The study focused on 2512 men aged between 45 and 59, who were part of the Caerphilly Study in Wales. Detailed measurements of standing and sitting height and their blood profile were taken. They were monitored for 15 years to gauge their risks of developing heart disease.
Insulin resistance, in which the body's normal response to glucose transport is impaired, and which eventually leads to diabetes, was significantly more common in men with shorter legs, even if their overall height was not short. Unfavourable blood fat (lipid) profiles and higher levels of the blood clotting factor fibrinogen, both of which increase the risk of heart disease, were also strongly associated with shorter legs.

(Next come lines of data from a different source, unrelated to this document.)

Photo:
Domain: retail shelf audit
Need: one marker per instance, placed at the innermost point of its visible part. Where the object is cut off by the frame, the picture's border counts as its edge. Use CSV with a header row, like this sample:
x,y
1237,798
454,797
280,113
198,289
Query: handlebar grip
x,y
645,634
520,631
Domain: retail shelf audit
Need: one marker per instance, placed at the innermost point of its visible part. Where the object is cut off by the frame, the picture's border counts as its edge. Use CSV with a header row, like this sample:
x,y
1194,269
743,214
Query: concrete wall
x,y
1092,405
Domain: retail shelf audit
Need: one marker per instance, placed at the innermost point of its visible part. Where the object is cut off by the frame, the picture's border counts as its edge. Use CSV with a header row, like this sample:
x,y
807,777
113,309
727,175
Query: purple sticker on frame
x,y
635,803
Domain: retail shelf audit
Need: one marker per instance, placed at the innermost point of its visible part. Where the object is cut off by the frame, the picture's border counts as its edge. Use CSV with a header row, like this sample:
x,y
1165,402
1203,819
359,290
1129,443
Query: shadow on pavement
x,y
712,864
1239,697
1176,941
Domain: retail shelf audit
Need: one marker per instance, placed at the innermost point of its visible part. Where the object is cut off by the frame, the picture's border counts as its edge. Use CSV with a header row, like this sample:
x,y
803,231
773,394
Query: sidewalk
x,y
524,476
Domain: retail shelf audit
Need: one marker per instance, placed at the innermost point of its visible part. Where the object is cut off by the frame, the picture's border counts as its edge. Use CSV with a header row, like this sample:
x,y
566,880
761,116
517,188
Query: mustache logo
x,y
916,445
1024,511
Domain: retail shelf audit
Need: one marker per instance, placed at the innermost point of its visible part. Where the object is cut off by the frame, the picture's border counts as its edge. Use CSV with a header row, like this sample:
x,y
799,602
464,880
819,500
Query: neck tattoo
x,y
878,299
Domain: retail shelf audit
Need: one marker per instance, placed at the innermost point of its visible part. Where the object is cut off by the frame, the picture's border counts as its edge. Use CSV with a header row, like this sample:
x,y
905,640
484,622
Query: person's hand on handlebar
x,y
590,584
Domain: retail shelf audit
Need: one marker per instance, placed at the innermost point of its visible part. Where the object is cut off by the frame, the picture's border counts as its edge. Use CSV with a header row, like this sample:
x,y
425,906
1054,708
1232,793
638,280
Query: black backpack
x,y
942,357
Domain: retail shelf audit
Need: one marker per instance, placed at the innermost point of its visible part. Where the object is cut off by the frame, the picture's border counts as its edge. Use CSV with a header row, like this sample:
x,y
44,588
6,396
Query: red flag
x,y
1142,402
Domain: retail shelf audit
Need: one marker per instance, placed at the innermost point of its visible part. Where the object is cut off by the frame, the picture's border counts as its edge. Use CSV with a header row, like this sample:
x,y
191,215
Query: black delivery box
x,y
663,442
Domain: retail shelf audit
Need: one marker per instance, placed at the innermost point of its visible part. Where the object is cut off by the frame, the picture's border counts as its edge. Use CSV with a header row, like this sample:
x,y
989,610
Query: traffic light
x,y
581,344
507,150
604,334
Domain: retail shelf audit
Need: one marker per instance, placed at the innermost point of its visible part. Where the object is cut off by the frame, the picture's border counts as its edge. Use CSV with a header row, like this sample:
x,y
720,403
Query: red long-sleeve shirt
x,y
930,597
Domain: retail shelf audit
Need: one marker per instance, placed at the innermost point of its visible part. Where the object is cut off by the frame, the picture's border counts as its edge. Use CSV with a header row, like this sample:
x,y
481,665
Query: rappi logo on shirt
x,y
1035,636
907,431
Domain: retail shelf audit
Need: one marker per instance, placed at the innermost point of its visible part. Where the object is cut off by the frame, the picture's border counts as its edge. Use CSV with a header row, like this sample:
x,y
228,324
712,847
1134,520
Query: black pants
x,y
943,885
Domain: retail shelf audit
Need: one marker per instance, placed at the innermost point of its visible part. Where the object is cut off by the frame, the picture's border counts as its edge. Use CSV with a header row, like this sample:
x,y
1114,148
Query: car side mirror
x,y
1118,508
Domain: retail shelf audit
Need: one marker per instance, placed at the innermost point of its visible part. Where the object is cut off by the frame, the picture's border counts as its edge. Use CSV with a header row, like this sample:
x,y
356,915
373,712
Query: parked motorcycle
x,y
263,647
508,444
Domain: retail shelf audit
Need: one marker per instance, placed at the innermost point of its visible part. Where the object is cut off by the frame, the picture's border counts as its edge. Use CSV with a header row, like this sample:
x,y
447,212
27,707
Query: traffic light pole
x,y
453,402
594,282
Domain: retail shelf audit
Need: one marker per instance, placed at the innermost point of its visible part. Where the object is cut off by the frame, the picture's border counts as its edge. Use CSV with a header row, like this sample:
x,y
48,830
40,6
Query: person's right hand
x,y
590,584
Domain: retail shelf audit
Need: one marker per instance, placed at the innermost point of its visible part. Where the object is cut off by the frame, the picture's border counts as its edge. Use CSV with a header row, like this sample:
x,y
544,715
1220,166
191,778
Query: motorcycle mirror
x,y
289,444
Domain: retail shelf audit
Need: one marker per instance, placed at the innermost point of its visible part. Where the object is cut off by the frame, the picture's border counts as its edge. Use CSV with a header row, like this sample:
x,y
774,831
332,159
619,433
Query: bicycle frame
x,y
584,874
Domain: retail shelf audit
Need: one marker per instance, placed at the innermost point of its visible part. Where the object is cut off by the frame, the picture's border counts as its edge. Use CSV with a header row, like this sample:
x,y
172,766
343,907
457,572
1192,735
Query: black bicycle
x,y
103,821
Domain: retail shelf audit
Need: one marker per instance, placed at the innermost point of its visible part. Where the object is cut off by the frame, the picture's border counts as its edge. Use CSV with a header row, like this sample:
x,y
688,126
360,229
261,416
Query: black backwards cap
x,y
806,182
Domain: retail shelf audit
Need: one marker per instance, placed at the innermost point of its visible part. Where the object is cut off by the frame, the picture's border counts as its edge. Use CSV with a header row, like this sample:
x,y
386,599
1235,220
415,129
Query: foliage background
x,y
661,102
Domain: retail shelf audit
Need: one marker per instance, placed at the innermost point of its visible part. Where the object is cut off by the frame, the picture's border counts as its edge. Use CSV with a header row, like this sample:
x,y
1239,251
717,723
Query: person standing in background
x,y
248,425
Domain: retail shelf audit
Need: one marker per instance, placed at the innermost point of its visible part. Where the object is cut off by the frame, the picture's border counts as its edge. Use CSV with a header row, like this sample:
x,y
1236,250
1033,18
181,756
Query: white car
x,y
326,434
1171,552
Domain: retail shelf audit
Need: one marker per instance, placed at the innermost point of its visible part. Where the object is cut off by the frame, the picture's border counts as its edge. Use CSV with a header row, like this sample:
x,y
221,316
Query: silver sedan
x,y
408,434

During the monitoring period, more coronary "events" occurred among men with the shortest legs than among those with the longest.
Height has been linked to heart disease before, say the authors, but these findings suggest that the important component for height, in terms of disease risk, is leg length, itself an indicator of nutritional and environmental circumstances during childhood.
[Leg length, insulin resistance, and coronary heart disease risk: The Caerphilly Study 2001; 55: 867-72]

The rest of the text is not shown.